We found that the use of multicore CPU with nested parallelism provides better results than the GPU-Nested implementation (specially for the autocorrelation function VOL4). However, a maximum GPU utilization percentage is achieved using the Hyper-Q feature, reaching a processing rate of 296 fps for function MDCT. The processing times obtained in this study are considerably superior to those reported in the current literature; hence, our parallel implementations can be useful tools for close to real-time microscopy applications.

Acknowledgments

The authors would like to thank the Hospital Universitario Gregorio Marañón for providing the data set used in this study.

Biographies

Juan C. Valdiviezo-N is a researcher at Centro de Investigación en Ciencias de Información Geoespacial, México. He received his PhD in Optics from the National Institute of Astrophysics, Optics, and Electronics, México, in 2012. He is a member of the National Research System (SNI-CONACYT). His current research interests include image processing, pattern recognition, computer vision, and remote sensing applications.

Francisco J. Hernandez-Lopez received his BE degree in computer systems engineering from the San Luis Potosi Institute of Technology, Mexico, in 2005. He received his MSc and DSc degrees in Computer Science from the Center for Research in Mathematics (CIMAT), Mexico, in 2009 and 2014 respectively. Since 2014, he is in the Computer Science Department at the CIMAT, Merida, Mexico. Main interest areas: computer vision, image and video processing, parallel computing, and machine learning.

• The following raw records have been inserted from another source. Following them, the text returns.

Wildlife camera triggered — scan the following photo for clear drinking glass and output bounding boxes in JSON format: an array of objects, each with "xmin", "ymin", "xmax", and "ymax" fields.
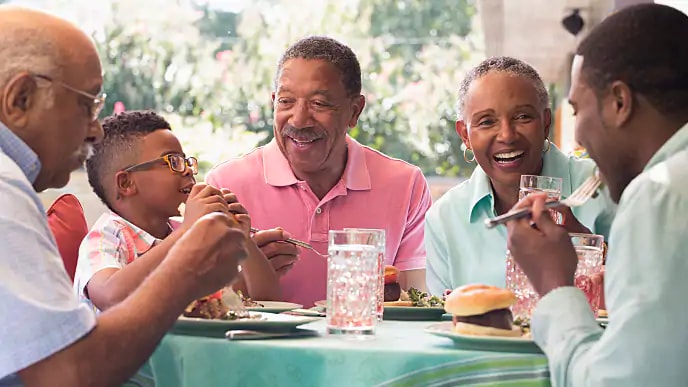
[
  {"xmin": 326, "ymin": 230, "xmax": 380, "ymax": 338},
  {"xmin": 506, "ymin": 175, "xmax": 563, "ymax": 318},
  {"xmin": 344, "ymin": 228, "xmax": 386, "ymax": 321},
  {"xmin": 507, "ymin": 233, "xmax": 604, "ymax": 319},
  {"xmin": 569, "ymin": 233, "xmax": 604, "ymax": 317}
]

Carina Toxqui-Quitl is an assistant professor at the Polytechnic University of Tulancingo. She received her BS degree in the Puebla Autonomous University, Mexico, in 2004. And her MS and PhD degrees in Optics from the National Institute of Astrophysics, Optics and Electronics in 2006 and 2010, respectively. Her current research areas include image moments, depth of focus extension, wavelet analysis, and computer vision.

Disclosures

No conflicts of interest, financial or otherwise, are declared by the authors.